Protocol‑Stack Perspective
Transmission follows the TCP/IP model: Application → Transport (TCP/UDP) → IP → MAC → Physical wire. Reception reverses the order, stripping MAC then IP headers before delivering the payload to the appropriate process.
Network‑Topology View
Pod traffic must cross two boundaries:
From the container network namespace to the host namespace (typically via a veth pair and a bridge such as cni0).
From the host to the remote destination (via routing, BGP, or tunnels).
Key considerations are:
Access : mechanism that connects container to host (veth + bridge, macvlan, IPVLAN, etc.).
Flow control : whether NetworkPolicy hooks are needed and where they are placed in the data path.

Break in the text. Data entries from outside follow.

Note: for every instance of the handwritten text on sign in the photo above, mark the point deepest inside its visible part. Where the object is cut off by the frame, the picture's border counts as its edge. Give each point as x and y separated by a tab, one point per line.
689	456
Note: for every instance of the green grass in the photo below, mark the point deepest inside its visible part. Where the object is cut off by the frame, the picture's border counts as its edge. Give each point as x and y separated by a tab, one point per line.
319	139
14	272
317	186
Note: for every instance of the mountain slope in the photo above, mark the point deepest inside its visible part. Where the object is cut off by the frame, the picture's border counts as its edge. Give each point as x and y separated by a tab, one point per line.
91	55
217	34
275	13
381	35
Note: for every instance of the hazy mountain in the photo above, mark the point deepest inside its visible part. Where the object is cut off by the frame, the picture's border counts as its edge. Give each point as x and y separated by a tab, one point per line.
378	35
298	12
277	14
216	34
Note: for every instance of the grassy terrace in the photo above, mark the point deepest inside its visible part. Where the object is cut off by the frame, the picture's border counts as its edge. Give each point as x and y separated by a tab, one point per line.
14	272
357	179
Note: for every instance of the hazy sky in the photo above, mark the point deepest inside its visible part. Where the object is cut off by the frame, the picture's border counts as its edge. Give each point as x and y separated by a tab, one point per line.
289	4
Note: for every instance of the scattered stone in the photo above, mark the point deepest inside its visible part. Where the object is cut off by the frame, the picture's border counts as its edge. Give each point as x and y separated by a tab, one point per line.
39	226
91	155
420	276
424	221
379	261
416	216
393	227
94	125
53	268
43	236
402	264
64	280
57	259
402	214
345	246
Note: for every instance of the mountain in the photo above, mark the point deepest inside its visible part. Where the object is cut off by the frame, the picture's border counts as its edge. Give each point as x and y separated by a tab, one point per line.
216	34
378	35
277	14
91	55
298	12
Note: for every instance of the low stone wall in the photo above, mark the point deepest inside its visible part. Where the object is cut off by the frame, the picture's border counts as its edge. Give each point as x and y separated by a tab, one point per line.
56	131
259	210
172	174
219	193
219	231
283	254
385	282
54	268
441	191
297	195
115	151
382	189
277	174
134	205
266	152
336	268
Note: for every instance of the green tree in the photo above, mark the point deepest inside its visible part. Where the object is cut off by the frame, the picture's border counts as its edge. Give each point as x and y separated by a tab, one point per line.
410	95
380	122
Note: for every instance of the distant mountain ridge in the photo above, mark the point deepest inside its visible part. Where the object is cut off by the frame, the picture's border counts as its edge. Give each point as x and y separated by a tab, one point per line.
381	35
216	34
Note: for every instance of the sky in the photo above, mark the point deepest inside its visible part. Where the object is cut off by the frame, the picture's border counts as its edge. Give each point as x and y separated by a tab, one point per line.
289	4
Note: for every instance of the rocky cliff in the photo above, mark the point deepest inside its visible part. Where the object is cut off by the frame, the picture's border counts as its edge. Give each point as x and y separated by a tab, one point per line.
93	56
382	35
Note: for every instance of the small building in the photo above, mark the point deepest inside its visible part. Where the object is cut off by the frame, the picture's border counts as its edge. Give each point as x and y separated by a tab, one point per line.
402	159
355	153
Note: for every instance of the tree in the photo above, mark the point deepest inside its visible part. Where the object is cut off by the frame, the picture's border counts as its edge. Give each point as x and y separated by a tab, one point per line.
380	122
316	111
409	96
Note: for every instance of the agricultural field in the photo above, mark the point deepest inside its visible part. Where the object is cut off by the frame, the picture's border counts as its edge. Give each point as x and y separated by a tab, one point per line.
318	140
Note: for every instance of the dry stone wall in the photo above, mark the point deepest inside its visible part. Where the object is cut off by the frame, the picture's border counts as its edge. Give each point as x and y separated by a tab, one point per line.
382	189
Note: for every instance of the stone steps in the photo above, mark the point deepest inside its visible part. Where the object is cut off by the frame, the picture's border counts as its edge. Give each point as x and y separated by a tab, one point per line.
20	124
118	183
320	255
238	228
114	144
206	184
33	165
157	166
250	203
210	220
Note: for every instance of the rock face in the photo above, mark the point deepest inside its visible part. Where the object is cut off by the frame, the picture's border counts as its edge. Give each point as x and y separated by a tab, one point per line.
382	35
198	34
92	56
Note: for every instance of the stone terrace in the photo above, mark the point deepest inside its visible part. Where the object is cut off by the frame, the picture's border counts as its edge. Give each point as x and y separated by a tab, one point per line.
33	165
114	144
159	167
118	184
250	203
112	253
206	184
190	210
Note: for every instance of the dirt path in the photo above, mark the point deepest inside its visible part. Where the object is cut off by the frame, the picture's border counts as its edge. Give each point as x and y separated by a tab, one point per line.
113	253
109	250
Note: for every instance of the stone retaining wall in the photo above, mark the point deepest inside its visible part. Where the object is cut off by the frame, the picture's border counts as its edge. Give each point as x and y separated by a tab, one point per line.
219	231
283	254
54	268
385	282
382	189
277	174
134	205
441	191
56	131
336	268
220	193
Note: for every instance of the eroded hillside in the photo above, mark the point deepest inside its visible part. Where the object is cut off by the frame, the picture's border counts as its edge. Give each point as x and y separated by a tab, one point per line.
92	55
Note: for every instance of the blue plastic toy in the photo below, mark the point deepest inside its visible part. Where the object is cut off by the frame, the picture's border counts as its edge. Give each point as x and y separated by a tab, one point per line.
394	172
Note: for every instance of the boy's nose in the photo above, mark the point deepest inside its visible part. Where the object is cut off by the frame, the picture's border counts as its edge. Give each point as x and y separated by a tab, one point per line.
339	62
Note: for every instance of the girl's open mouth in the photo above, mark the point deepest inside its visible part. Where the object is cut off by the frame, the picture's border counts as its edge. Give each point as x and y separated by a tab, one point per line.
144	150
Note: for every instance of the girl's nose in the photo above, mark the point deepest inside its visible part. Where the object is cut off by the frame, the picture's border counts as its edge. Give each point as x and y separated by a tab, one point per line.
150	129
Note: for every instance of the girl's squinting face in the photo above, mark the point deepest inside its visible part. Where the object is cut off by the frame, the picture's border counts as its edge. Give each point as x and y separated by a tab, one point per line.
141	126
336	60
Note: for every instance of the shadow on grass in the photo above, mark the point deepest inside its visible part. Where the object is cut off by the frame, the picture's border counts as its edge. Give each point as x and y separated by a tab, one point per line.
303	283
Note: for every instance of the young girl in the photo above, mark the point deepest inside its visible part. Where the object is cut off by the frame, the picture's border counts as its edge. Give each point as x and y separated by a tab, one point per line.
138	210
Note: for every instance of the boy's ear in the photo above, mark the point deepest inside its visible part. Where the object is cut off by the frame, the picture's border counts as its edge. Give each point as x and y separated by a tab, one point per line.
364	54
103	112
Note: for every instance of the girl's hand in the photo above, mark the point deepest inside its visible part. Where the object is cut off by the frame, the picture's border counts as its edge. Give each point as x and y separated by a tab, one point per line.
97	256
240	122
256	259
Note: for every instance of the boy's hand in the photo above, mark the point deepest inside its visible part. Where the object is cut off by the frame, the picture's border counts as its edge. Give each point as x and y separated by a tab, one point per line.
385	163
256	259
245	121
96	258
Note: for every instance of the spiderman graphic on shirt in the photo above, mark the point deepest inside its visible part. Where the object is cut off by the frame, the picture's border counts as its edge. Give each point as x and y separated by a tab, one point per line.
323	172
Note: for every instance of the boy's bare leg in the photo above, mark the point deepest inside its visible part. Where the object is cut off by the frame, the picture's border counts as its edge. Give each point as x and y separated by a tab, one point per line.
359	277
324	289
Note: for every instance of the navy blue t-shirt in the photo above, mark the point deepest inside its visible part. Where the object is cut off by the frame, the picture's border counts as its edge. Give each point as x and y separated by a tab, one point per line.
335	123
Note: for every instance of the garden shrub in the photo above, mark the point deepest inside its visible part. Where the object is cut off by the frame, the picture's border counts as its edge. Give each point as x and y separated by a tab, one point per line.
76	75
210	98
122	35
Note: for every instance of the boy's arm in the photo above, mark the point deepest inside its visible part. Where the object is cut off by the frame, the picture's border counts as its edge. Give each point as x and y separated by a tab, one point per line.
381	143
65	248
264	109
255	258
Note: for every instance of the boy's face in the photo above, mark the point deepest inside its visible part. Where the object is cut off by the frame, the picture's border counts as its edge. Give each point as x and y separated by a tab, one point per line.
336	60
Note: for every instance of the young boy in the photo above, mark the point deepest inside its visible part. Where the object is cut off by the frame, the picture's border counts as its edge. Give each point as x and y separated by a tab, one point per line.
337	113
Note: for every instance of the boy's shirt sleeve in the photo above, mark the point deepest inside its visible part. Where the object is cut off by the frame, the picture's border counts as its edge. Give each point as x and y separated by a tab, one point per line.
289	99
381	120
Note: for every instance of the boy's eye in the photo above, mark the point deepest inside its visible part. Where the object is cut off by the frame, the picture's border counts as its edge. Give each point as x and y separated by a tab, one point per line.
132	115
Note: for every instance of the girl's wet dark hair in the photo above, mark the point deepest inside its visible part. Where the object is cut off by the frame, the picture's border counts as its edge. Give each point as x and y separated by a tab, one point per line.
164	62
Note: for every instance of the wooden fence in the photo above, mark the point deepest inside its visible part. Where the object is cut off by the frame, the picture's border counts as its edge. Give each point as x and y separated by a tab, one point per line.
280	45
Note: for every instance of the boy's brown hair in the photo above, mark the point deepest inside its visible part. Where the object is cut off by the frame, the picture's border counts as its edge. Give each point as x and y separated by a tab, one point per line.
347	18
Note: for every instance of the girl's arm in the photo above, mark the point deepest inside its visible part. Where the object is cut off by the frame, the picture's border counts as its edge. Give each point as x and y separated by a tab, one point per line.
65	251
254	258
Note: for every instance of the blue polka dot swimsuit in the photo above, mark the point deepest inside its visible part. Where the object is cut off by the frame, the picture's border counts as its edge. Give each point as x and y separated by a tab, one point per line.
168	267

Channel : the method used to transport packets between nodes (direct routing, BGP, VXLAN, IPIP, etc.).
Service Mechanism
Kubernetes Service provides client‑side load balancing using a virtual IP (VIP) that maps to a set of backend Pod IPs (real IPs, RIP). kube-proxy watches the API server for Service and Pod changes and programs either iptables or IPVS rules accordingly.
LVS‑based Service Implementation
Bind the VIP to the node (add a local IP address, e.g., ip address add 10.96.0.1/32 dev lo).
Create an IPVS virtual server for the VIP (e.g., ipvsadm -A -t 10.96.0.1:80 -s rr).
Add each backend Pod IP as a real server (e.g., ipvsadm -a -t 10.96.0.1:80 -r 10.244.0.2:80 -w 1). kube-proxy performs the same steps automatically and updates the rules when Pods are added, removed, or when the Service is deleted.
Service Types
ClusterIP : internal virtual IP, reachable only inside the cluster.
NodePort : exposes the Service on a static port on every node; external clients reach it via NodeIP:NodePort.
LoadBalancer : integrates with cloud‑provider load balancers; automatically creates a NodePort and a ClusterIP.
ExternalName : maps the Service to an external DNS name, delegating load balancing outside Kubernetes.
Ingress Integration
An Ingress controller runs as a set of Pods that expose a NodePort. A cloud provider’s external load balancer (ELB) forwards traffic to that NodePort, which then routes to the appropriate ClusterIP Service and finally to the backend Pods. This layered path removes single points of failure and provides robust traffic management.
Key Takeaways
Understanding the evolution from Docker bridge networking to the per‑Pod IP model clarifies why Kubernetes assigns a unique IP to each Pod.
Packet flow follows the layered TCP/IP model: application → transport → IP → MAC → wire, and the reverse for reception.
Flannel host‑gw demonstrates a simple routing‑based implementation; it works when nodes share a Layer‑2 network.
Services (ClusterIP, NodePort, LoadBalancer, ExternalName) and Ingress together provide flexible, production‑grade networking and load balancing.